In considering this case the court said:

"Whatever may have been the rule heretofore in reference to the construction of verdicts of this character, we hold that such a verdict as the one rendered in this case is not now subject to the criticism made to the same by appellants' counsel. As stated by the court in the case of Mootry v. State, 35 Tex.Crim. 457 (33 S.W. 879): `That is certain which can be made certain.' A bare inspection of the verdict in this case shows that the jury intended to assess a punishment of two years' confinement in the penitentiary against each of the appellants. The judgment rendered thereon is in direct response to that verdict. In the Mootry case, supra, the verdict there rendered was death upon Mootry and Rolly; but we understand the effect of the decision in that case is to overrule the previous decisions of this court, holding verdicts of a similar kind to the one here under discussion void. A fair construction of the verdict in this case will indicate that the jury intended to inflict upon each of the appellants the punishment of two years' confinement in the state penitentiary. In the consideration of a verdict, the first object is to ascertain what the jury intended to find; and this is to be done by construing the verdict liberally, with the sole view of ascertaining the meaning of the jury, and not under the technical rules of construction which are applicable to pleading. Miller v.Shackleford, 4 Dana (Ky.) 271; May v. Lewis, 4 Tex. 38. And, where the intention of the jury is to be considered, it becomes the duty of the court to disregard a mere clerical error. Jeanschv. Lewis, 1 S.D. 609, 48 N.W. 128. The reasoning in the Mootry case, supra, is cited with approval in the case of Polk v. State,35 Tex.Crim. 495 (34 S.W. 633). We cannot agree with the contention of appellant's counsel that the verdict of the jury is void, as contended in their motion for rehearing."
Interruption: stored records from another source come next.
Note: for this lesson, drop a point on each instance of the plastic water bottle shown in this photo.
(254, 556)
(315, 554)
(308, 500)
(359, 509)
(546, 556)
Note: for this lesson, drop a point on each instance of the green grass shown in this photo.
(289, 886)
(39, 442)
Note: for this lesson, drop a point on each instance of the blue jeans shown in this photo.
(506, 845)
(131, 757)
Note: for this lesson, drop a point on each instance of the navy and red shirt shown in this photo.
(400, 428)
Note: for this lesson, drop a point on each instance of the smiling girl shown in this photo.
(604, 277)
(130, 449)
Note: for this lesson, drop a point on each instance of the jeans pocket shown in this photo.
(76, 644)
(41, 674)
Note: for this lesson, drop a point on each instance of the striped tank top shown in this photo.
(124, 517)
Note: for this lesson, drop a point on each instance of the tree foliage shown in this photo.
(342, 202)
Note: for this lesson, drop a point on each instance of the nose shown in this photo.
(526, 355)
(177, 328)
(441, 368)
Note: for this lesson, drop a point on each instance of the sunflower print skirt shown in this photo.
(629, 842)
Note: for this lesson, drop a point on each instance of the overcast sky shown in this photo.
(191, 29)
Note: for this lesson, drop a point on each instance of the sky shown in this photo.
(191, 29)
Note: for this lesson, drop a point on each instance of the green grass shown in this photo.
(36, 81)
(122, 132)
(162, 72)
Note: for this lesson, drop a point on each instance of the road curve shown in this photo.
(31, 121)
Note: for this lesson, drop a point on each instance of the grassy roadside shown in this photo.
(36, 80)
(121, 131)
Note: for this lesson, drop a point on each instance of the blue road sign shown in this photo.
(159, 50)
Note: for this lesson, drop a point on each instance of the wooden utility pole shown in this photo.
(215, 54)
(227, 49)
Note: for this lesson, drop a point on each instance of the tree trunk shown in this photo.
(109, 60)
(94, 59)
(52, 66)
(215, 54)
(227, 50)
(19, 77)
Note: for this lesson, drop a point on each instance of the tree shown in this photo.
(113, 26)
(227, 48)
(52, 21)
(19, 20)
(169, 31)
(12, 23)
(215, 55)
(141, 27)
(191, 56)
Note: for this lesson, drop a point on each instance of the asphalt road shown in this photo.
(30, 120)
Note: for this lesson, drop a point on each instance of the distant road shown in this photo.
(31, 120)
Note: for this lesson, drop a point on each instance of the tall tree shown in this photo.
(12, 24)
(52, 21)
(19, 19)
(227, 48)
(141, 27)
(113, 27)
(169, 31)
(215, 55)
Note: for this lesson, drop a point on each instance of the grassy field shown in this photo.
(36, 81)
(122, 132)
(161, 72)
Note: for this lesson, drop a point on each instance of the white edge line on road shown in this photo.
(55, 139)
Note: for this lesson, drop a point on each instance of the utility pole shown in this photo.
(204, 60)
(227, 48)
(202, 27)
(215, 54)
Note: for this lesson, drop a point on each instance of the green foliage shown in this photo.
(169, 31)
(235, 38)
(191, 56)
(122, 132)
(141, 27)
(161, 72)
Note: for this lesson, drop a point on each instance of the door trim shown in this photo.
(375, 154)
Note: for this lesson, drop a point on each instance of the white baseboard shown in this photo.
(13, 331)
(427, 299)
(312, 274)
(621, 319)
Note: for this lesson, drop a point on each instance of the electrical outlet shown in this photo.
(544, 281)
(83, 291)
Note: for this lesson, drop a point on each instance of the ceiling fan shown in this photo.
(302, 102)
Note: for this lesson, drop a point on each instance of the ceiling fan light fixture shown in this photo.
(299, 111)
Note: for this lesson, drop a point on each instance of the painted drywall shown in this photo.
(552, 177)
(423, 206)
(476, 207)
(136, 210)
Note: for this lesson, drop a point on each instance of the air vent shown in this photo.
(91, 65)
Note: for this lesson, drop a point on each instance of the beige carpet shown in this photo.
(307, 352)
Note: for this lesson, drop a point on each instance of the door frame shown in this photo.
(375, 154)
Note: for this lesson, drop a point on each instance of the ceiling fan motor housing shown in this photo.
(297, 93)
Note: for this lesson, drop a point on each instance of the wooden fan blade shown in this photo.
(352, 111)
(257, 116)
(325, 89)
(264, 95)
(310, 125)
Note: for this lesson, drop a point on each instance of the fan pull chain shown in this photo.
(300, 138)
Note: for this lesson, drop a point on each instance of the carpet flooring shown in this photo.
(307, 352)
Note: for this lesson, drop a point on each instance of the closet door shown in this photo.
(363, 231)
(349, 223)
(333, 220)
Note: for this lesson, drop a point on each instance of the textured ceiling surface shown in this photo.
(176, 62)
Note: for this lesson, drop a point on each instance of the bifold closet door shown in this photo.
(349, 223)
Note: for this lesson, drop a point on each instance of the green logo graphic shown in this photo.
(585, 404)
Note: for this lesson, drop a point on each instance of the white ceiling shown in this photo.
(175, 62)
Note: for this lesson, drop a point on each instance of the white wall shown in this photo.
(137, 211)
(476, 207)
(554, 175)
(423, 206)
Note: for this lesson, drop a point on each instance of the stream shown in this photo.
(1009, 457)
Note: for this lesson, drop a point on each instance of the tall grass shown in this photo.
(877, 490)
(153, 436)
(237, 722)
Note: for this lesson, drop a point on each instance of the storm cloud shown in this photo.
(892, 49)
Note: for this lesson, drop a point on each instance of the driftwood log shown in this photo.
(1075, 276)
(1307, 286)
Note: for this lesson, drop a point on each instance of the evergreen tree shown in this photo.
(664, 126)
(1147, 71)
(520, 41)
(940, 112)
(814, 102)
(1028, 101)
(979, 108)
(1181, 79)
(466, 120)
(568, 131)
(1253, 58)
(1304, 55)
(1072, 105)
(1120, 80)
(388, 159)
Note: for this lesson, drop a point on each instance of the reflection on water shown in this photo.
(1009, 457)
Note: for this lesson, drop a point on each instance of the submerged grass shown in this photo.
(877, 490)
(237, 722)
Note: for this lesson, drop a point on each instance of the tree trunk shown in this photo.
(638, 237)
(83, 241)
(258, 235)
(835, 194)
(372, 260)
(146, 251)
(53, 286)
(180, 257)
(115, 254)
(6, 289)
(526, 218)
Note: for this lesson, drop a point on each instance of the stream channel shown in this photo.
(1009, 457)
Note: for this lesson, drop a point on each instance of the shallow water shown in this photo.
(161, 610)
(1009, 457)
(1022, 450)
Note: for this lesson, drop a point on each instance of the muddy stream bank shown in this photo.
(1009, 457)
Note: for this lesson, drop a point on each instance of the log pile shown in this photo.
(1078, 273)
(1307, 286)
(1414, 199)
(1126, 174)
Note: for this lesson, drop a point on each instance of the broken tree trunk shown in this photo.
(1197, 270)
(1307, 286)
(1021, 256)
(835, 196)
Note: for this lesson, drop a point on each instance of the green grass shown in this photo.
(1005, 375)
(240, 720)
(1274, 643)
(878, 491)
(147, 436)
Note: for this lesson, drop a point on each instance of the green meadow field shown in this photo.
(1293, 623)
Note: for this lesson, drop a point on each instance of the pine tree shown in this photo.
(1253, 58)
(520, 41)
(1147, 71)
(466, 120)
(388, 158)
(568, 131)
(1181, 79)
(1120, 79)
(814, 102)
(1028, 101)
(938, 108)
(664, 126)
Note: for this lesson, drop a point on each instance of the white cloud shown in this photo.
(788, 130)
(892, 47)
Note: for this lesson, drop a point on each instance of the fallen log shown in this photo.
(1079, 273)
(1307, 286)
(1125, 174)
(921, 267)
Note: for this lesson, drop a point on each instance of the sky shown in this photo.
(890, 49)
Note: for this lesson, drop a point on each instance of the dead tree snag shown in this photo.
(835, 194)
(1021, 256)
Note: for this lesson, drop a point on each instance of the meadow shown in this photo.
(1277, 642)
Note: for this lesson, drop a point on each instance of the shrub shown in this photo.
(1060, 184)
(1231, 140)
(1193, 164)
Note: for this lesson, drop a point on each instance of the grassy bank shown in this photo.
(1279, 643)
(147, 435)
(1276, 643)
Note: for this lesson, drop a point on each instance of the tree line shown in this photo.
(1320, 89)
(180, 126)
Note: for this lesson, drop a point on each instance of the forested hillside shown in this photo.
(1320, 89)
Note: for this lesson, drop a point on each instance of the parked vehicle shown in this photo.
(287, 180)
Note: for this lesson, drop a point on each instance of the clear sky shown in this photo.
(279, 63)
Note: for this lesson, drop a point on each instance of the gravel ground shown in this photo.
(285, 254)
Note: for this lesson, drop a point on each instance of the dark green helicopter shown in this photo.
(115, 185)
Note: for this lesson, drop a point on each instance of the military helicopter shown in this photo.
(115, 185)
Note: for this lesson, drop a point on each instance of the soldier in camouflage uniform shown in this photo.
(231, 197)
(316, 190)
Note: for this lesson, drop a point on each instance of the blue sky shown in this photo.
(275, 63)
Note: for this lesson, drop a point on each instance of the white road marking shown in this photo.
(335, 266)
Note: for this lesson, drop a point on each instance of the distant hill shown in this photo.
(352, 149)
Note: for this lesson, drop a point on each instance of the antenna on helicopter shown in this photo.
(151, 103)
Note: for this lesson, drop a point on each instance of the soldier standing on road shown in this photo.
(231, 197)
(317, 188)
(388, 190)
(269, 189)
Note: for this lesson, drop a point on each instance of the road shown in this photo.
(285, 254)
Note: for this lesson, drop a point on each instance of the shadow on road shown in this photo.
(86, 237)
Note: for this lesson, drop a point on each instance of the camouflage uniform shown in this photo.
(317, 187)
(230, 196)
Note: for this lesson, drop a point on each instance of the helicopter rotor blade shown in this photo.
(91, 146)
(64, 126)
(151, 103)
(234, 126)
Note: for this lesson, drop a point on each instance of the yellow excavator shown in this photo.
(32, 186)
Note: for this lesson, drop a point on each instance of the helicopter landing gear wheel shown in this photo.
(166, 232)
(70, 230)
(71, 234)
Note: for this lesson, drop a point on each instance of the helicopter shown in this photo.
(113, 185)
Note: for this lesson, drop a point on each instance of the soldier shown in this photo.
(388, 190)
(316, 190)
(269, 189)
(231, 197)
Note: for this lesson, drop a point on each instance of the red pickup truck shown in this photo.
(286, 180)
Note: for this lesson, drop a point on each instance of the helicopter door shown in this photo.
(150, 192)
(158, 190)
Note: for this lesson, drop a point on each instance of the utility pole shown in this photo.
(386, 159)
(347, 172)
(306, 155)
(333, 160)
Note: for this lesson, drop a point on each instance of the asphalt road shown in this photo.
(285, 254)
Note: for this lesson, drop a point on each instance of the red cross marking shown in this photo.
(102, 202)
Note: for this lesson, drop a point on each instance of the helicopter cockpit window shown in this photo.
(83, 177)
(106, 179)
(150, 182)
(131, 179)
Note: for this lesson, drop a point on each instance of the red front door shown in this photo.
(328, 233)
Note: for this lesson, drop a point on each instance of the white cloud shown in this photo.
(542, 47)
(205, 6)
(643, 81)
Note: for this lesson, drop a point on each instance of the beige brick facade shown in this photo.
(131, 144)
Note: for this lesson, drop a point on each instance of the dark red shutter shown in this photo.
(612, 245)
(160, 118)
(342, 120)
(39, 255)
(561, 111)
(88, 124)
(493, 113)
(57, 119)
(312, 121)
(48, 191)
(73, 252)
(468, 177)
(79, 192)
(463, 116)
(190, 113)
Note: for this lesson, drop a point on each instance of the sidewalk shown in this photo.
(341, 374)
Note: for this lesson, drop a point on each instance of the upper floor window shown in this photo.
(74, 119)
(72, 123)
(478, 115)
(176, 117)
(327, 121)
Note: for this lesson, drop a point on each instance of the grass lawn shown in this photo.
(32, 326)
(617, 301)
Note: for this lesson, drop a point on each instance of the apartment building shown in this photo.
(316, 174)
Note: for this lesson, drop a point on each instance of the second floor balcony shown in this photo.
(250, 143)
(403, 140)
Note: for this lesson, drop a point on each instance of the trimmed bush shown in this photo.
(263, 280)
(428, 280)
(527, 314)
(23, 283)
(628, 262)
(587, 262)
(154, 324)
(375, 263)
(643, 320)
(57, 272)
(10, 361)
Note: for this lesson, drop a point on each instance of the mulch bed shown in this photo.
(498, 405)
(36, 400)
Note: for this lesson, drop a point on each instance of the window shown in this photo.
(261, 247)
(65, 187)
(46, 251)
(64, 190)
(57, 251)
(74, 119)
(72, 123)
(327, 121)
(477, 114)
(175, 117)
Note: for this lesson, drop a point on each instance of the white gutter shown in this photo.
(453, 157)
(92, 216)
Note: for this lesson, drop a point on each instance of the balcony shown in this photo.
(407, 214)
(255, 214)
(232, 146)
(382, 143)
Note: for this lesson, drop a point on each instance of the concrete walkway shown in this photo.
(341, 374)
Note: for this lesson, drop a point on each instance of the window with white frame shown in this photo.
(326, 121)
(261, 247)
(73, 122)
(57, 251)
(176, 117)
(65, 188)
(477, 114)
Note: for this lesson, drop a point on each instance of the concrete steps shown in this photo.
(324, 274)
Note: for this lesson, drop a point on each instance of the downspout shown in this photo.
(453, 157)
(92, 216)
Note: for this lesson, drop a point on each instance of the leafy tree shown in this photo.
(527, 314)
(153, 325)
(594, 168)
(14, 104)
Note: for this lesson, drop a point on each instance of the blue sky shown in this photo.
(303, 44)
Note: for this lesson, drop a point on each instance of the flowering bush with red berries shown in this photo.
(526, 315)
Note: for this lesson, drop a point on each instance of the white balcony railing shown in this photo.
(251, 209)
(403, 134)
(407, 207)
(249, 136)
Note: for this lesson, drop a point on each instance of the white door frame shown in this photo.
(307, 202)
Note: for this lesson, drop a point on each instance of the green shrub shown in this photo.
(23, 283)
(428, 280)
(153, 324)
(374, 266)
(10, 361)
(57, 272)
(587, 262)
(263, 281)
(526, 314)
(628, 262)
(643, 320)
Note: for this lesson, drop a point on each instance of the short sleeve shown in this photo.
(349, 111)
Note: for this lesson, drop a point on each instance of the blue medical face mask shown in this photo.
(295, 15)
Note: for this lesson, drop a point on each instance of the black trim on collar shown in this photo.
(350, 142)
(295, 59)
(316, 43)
We also find the case of Alejos Garza et al. v. State, 43 Tex.Crim. 499,66 S.W. 1098, in point. In that case three appellants were jointly indicted, prosecuted, and convicted for theft of cattle. The verdict of the jury was:

"We, the jury, find the defendants guilty as charged in the indictment, and assess their punishment at three years' confinement in the state penitentiary." *355

The court said:

"The verdict of the jury found defendants guilty, and assessed their punishment at three years' confinement in the penitentiary. The court entered judgment on this verdict of three years against each of the defendants and so pronounced the sentence. Exception was reserved to this on the theory that it was a joint verdict, and not a separate verdict, as to each. Some of the older cases so hold, but this has not been the rule since the case of Mootry v. State, 35 Tex.Crim. 457 (33 S.W. 877);Polk v. State, 35 Tex.Crim. 495 (34 S.W. 633). And especially see Davidson v. State, 40 Tex.Crim. 285 (49 S.W. 372, 50 S.W. 365)."

We could cite a great number of authorities to the same effect, but will confine our citations to the Texas court alone, as that court is universally recognized as the most technical court in the United States in behalf of defendants.

Upon a review of the entire record, we have no doubt but that the jury has arrived at the proper verdict in this case; that, while some of the instructions of the court may not be above criticism, yet, as the verdict is right upon the entire record, the judgment of the lower court will be affirmed.

DOYLE, J., concurs; ARMSTRONG, J., absent, and not participating.